Sushi bars are our favorite place to eat solo, and the original Sushi Seki is our favorite place to do it. First, because the sushi is excellent, and the environment is low-key and easygoing, unlike some of the more serious, austere spots. But it’s also always a hilarious scene at the sushi bar - you’ll be seated next to everyone from off-duty chefs to neighborhood locals to rich teenagers to two guys who just drove in from Long Island in one of those Mercedes that looks like an army vehicle. They’re also open until 2 or 3 AM, if you’re out eating alone due to insomnia.
Do you yearn for “old New York”? Wish you had a neighborhood spot that hasn’t changed over the years, where you could roll up to the bar, order a cheeseburger, and maybe chat up the bartender while watching some sports on TV? Walker’s in Tribeca is the platonic ideal of such a place. The burger here is not the best in the world, but it’s still pretty good. That’s kind of the point, you know?

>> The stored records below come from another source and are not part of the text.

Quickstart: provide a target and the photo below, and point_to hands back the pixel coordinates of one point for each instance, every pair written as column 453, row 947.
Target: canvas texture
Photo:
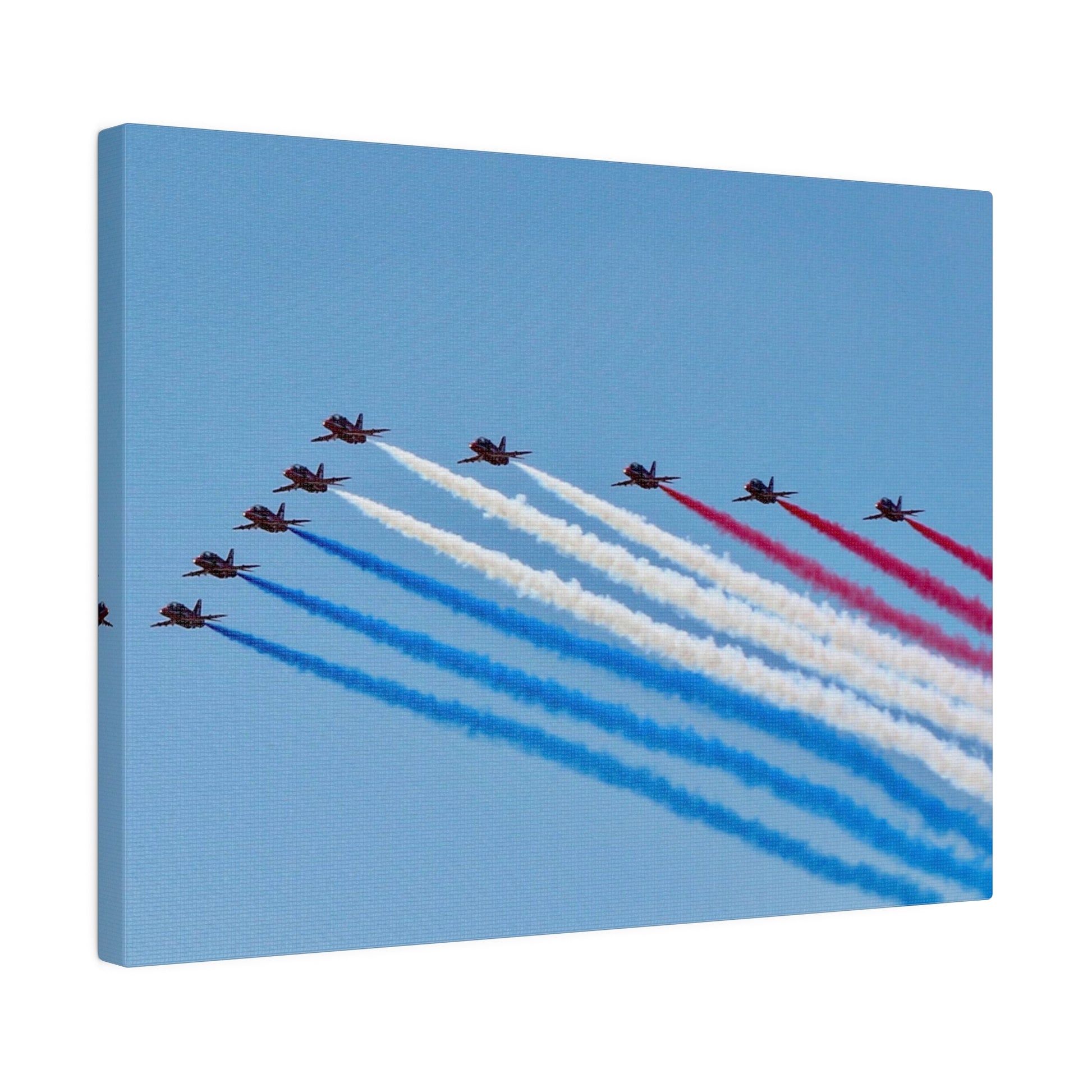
column 648, row 662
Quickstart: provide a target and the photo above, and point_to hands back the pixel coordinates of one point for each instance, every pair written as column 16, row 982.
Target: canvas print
column 495, row 545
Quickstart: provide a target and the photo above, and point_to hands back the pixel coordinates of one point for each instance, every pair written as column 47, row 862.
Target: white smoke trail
column 783, row 689
column 707, row 604
column 842, row 629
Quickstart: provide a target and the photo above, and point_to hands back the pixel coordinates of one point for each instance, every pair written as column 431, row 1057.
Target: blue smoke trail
column 683, row 743
column 800, row 728
column 603, row 767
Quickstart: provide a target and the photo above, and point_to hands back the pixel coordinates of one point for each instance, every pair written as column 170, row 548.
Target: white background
column 950, row 94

Directions: Walk out of Midtown office building. Direct self to Midtown West Ippudo. Sit down. Order ramen. Flying solo at this location is the easiest and surest way to experience the glory of a bowl of Ippudo ramen: the bar is big, and there’s usually room for one to squeeze in.

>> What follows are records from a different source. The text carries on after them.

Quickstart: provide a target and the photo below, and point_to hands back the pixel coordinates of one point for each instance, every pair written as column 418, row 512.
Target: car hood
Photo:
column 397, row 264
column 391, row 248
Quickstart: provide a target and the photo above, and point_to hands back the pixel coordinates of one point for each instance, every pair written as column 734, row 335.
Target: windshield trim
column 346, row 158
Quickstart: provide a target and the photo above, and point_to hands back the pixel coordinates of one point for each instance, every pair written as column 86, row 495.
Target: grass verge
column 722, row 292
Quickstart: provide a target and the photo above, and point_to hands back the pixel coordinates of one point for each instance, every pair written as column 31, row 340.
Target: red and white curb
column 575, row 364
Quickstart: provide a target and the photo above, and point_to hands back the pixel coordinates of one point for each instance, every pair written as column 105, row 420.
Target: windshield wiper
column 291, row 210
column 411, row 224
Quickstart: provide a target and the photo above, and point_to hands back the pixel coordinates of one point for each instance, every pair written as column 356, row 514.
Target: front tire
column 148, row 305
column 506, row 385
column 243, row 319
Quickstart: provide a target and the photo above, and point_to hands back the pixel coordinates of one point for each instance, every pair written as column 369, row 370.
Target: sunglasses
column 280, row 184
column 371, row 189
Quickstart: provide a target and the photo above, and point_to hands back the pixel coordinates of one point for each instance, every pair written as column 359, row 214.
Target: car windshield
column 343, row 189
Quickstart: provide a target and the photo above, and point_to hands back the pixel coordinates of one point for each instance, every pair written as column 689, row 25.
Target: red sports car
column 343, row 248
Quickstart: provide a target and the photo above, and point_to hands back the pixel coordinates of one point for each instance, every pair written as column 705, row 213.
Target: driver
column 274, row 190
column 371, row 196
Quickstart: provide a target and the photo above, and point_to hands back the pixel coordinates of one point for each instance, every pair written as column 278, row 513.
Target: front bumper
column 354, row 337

Most Italian restaurants are either all about being dark and romantic, or all about family-style sharing. Not Porsena, a restaurant that makes outstanding pasta, but in an environment that won’t make you feel like you’re on an episode of The Bachelor or make you miss the big Italian family you probably don’t have anyway. Porsena is a simple spot - some brick walls, some bar stools, and that’s about it. But the pastas are pretty excellent: always perfectly al dente, with interesting sauces, and perfectly portioned for one.
If the idea of eating alone in a “restaurant” makes you feel judged, exposed, and alone (it’s OK) consider heading to Gotham West Market, which is more of a food hall than a restaurant, and has an outpost of Ivan Ramen. If you need to eat before a show at Terminal 5 or you’re doing something else in the 40s or 50s by the Hudson River (going to The Intrepid? I don’t know), this is your move.

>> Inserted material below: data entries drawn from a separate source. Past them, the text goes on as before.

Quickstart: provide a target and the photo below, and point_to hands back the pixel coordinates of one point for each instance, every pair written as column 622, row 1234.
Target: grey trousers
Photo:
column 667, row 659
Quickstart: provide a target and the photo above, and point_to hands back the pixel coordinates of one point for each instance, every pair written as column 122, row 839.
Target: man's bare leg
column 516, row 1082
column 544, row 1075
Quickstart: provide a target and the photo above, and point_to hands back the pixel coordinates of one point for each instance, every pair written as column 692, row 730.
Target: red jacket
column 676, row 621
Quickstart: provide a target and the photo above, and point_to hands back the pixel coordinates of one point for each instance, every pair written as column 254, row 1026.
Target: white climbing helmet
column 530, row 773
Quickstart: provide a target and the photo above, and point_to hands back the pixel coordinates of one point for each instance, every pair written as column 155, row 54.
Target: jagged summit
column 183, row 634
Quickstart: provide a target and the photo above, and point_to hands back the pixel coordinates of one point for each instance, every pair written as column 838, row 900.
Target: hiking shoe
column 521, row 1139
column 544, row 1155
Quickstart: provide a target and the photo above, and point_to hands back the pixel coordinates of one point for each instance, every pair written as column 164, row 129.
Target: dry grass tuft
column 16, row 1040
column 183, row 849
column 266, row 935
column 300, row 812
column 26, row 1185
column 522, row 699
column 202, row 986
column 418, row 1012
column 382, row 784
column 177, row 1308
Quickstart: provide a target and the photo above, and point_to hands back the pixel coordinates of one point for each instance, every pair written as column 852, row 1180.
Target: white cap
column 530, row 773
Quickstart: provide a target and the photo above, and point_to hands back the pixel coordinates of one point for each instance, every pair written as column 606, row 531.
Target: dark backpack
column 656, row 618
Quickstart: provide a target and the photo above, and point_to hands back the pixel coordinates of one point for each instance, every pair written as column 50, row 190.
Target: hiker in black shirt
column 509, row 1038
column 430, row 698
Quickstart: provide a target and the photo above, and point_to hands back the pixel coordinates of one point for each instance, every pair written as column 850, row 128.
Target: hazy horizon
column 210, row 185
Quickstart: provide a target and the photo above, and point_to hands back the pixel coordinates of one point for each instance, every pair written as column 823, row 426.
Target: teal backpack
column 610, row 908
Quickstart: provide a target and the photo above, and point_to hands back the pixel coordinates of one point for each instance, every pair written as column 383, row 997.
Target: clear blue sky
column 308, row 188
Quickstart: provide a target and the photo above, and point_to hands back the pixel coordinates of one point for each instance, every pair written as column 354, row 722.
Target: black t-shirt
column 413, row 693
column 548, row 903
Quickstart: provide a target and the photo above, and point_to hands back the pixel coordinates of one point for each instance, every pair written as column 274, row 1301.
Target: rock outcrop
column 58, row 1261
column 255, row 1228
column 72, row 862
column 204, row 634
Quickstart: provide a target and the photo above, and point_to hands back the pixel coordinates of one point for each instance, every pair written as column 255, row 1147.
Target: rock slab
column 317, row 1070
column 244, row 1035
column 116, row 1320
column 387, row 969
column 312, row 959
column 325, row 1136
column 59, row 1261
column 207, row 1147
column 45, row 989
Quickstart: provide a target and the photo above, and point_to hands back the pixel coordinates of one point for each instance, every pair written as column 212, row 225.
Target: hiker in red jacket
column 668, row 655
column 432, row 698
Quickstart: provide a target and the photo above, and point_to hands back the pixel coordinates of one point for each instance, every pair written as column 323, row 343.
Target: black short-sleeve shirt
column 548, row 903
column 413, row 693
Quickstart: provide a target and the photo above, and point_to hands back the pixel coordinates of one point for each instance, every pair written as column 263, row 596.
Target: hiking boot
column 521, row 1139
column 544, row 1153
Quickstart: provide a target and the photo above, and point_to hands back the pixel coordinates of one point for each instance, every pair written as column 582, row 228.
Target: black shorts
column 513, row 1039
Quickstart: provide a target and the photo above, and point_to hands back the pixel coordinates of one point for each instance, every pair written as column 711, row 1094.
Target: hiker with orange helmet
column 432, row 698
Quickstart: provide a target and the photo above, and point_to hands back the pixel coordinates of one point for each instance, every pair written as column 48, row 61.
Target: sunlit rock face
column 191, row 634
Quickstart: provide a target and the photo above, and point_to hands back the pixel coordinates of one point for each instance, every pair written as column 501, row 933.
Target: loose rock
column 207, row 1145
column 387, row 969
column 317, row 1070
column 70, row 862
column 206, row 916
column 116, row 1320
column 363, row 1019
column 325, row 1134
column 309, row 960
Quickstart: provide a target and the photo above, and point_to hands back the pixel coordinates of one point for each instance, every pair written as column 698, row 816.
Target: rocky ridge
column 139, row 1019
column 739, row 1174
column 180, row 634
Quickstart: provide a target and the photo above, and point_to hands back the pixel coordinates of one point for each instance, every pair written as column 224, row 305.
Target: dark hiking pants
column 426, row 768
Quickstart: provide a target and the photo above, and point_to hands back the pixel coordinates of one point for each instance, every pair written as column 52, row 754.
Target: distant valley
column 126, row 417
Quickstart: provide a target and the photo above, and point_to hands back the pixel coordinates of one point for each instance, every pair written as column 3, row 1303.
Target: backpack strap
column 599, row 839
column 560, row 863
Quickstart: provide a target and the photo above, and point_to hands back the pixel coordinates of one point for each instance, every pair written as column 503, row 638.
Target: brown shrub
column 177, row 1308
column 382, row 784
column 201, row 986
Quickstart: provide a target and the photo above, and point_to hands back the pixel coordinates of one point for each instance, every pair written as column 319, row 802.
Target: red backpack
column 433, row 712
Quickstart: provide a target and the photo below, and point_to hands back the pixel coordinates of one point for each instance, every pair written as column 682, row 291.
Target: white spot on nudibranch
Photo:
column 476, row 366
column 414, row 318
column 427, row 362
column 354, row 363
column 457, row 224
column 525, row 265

There are many reasons New York is great, and one of them is the fact that you can sit at a bar while eating a turkey sandwich and drinking a cocktail. This is a power solo lunch move (maybe skip the cocktail, maybe don’t), but it also works any time of day.
A ramen alternative, Cocoron is a funky little Nolita spot serving soba. For maximum distracting yourself from loneliness, get one of the dipping sobas, where you cook room temperature noodles in a steaming hotpot of concentrated broth. It’ll give you something to do with your hands.
This fish market/restaurant serves seafood worth traveling to Greenpoint for, and the stools are an ideal places to get involved with fantastic fish tacos and one of the best lobster rolls in town. You can even pretend you were really just stopping in to buy some fish and got hungry. We won’t tell anyone.
If you read the internet, you have likely heard about some popular fried chicken sandwiches in the East Village. We advise ignoring those, and directing yourself to Bobwhite, which makes an actually-delicious chicken sandwich. We usually relegate this to takeout due to the somewhat tight and awkward seating setup, but if you’re dining solo, it can actually work quite well for a quick meal.
Diners are always a good setting for solo dining. And while we’re all for rubbery eggs and pie served by a friendly older woman, Williamsburg’s Diner is really only a diner in its aesthetics. Food-wise, you’ll find everything from one of the best burgers in Brooklyn, to a rotating pasta special, to a pretty fancy duck breast. The counter stools are waiting to be sat upon.